Frame Feel at Contact Stability Off-Center Spin Window Comfort Floor Best For
Pro Staff 97 v13 Crisp, communicative High Narrow (18×20) Moderate Flat-ball ball-strikers who want feedback
Pro Staff 97 v12 Muted, dampened High Narrow High Players Countervail agreed with
Blade 98 v8 18×20 Flexier, softer pocket Moderate Narrow but more spin-friendly than PS High Heavy topspin baseliners who want control
Phantom 100X 18×20 Plush, low-stiffness Moderate Narrow Highest Touch players, doubles, all-court

The v13's competition is not, primarily, the Blade. The Blade pockets the ball longer; the Pro Staff redirects it faster. They feel like cousins on the spec sheet and like different instruments on court. The closer fight is the Phantom 100X 18×20, which gives up some plow-through for a noticeably more comfortable ride and similar levels of pinpoint control.

Who Should Buy This Racquet

Buy the v13 if you are coming off a v10 or earlier, hated the v12's deadness, and primarily hit a flat, driven ball with full swings. Buy it if you serve big and play first-strike tennis. Buy it if "feel" is a word you use unironically when you talk about racquets.

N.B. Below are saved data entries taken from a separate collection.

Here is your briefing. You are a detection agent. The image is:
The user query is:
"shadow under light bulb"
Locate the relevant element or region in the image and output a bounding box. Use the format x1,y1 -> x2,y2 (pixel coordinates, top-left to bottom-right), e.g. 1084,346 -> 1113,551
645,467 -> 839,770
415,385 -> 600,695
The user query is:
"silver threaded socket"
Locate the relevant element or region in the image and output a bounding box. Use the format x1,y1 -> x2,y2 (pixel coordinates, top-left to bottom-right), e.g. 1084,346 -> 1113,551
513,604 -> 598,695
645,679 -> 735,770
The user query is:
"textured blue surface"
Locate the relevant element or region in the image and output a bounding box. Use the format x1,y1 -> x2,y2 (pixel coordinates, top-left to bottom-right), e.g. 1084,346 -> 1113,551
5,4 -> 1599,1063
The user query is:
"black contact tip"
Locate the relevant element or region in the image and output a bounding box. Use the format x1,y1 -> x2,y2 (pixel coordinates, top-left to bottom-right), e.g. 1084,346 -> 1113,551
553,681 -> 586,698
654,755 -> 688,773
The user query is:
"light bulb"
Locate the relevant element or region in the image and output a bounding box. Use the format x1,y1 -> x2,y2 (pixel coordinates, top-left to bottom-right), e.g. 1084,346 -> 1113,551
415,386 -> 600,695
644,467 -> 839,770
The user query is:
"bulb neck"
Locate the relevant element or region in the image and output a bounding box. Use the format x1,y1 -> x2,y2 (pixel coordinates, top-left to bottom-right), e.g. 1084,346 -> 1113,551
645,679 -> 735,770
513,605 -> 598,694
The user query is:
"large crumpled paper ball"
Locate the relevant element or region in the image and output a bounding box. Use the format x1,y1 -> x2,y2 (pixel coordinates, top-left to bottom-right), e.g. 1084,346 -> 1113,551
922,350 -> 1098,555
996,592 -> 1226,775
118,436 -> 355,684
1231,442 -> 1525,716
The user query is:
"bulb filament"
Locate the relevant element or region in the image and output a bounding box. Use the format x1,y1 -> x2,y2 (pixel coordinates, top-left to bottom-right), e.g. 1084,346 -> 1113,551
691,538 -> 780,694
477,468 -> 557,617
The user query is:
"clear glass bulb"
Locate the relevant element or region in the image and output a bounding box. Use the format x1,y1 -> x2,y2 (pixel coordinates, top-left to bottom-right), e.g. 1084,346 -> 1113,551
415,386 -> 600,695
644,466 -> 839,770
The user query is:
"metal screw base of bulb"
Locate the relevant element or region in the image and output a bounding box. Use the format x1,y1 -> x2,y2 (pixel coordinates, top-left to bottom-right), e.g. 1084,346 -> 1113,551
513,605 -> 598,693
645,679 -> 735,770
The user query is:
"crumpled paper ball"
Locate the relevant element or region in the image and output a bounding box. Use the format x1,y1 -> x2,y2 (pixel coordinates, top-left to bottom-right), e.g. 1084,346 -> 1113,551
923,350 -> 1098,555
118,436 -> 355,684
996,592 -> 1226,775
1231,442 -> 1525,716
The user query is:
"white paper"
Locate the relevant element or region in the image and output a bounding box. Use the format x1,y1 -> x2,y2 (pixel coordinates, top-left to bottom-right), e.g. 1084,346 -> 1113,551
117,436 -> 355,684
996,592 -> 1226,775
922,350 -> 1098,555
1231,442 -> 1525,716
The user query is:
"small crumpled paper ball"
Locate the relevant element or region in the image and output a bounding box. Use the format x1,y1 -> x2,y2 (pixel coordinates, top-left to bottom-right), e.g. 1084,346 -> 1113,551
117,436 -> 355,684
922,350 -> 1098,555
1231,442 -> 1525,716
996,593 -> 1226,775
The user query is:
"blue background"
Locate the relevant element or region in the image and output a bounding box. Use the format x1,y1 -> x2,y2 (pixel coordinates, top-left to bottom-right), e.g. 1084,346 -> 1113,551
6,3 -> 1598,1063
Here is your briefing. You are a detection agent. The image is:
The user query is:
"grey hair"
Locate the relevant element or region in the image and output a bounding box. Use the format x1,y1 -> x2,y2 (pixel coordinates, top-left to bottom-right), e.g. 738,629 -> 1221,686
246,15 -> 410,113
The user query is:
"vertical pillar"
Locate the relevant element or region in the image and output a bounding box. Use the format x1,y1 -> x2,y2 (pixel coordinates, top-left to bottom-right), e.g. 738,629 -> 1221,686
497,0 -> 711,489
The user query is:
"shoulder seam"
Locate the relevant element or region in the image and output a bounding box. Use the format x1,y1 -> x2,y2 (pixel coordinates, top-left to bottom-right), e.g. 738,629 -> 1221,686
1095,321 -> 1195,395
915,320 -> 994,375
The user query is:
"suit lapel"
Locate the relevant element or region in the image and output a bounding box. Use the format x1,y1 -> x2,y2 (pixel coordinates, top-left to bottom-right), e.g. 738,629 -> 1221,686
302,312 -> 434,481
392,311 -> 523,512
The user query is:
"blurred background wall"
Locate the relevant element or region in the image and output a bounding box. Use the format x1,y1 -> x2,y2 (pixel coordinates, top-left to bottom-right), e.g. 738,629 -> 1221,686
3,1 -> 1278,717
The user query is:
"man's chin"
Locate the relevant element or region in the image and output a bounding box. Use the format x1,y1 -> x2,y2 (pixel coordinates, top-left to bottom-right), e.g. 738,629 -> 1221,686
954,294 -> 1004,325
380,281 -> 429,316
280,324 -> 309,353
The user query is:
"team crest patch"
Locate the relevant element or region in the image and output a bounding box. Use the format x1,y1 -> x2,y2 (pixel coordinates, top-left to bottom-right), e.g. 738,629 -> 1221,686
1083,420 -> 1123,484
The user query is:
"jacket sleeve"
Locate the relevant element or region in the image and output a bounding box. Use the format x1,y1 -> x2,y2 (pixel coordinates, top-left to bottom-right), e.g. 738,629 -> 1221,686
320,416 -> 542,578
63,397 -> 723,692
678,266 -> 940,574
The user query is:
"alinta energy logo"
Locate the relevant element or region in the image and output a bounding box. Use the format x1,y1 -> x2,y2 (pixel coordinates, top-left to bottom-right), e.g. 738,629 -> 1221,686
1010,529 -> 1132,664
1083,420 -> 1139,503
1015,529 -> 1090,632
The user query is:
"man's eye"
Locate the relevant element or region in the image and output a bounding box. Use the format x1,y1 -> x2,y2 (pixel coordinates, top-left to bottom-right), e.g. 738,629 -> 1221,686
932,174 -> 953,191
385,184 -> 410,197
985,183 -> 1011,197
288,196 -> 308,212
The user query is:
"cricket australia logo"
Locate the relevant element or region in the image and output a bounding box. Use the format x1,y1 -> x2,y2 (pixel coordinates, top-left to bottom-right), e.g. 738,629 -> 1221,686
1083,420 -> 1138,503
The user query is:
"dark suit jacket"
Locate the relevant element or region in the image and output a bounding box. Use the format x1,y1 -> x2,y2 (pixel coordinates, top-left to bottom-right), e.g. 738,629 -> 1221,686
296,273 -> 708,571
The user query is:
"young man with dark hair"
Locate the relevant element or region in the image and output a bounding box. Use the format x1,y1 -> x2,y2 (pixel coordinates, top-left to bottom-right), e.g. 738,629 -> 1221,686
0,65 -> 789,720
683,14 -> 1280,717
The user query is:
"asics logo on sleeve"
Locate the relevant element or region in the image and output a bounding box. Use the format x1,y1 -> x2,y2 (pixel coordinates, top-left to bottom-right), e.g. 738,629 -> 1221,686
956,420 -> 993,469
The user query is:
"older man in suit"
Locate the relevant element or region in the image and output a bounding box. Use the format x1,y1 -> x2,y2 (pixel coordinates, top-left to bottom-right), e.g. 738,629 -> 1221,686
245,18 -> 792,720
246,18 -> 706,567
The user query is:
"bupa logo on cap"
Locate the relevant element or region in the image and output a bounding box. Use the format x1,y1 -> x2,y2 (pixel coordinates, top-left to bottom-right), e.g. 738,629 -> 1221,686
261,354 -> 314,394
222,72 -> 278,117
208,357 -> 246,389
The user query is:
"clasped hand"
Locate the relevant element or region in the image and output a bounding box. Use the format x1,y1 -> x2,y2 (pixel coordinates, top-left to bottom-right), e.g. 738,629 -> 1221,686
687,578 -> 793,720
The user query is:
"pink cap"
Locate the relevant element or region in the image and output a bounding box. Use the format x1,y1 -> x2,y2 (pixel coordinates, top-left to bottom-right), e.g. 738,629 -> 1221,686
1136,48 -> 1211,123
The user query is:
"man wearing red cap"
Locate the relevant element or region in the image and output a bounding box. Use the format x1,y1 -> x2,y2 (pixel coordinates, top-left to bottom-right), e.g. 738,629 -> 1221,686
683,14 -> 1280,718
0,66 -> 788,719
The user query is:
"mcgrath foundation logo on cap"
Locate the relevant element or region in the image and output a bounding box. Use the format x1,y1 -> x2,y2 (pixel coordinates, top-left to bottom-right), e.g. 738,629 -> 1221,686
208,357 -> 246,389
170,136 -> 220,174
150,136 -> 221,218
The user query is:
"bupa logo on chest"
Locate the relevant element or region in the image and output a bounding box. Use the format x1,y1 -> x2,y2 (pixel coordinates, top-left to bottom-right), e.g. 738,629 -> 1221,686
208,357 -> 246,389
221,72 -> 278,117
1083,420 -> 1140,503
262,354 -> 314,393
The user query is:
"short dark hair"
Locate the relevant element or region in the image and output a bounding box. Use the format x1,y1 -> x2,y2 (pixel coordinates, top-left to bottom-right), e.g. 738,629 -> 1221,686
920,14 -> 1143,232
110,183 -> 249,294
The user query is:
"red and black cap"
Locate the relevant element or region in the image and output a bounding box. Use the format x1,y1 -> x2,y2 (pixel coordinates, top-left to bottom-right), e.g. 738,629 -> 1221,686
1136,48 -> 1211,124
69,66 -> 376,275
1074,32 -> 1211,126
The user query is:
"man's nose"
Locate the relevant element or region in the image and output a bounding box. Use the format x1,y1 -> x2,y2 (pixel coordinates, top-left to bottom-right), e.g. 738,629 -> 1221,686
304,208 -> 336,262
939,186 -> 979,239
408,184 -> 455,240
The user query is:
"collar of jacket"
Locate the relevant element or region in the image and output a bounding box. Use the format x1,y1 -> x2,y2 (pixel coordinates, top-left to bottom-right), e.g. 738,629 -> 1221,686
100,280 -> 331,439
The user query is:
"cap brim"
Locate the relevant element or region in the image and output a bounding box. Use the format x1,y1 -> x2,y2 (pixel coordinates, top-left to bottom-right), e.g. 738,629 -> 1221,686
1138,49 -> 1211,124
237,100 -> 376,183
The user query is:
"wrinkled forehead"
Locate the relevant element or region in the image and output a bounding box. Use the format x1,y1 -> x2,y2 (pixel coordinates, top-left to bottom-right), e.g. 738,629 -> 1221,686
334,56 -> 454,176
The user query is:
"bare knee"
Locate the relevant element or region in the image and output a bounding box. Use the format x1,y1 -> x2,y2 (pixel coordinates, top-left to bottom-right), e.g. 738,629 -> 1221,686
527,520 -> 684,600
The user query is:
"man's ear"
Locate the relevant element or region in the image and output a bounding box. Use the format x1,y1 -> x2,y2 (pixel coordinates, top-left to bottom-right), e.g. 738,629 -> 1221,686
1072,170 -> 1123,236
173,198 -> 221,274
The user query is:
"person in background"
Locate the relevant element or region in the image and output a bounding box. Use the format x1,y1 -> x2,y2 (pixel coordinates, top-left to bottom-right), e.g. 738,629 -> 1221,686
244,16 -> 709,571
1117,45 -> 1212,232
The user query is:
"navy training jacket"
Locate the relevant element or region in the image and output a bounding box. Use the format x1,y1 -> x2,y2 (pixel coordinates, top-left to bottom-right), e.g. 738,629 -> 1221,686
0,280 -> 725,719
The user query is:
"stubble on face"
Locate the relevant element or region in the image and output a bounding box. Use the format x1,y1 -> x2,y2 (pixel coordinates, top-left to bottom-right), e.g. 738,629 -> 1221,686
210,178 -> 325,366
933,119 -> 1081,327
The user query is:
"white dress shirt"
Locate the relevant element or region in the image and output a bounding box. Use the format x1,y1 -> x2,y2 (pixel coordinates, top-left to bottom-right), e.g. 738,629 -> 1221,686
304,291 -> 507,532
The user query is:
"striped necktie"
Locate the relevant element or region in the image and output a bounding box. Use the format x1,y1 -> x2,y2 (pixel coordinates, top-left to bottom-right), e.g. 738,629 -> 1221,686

Do not buy the v13 if you are upgrading from the v12 and liked the v12. The improvements are real and small; the price of a new frame, a new string job, and a re-customization is not. Do not buy it if your game depends on heavy topspin — the 18×20 pattern is the same pattern it has been, and no layup change fixes that. Do not buy it if you have active elbow or wrist issues; the Phantom 100X or a softer Blade build is the smarter shortlist.

Evidence Grade

Moderate. Our spec measurements are strong. Our subjective on-court findings come from three testers across roughly 50 combined playing hours, which is enough to characterize tendencies but not enough to settle the Countervail debate for any individual reader's arm. Wilson's Braid 45 claim remains plausible but, in our protocol, unisolatable from the Countervail removal.

The v13 is a better Pro Staff than the v12. It is not a better racquet than the one you already know how to win with.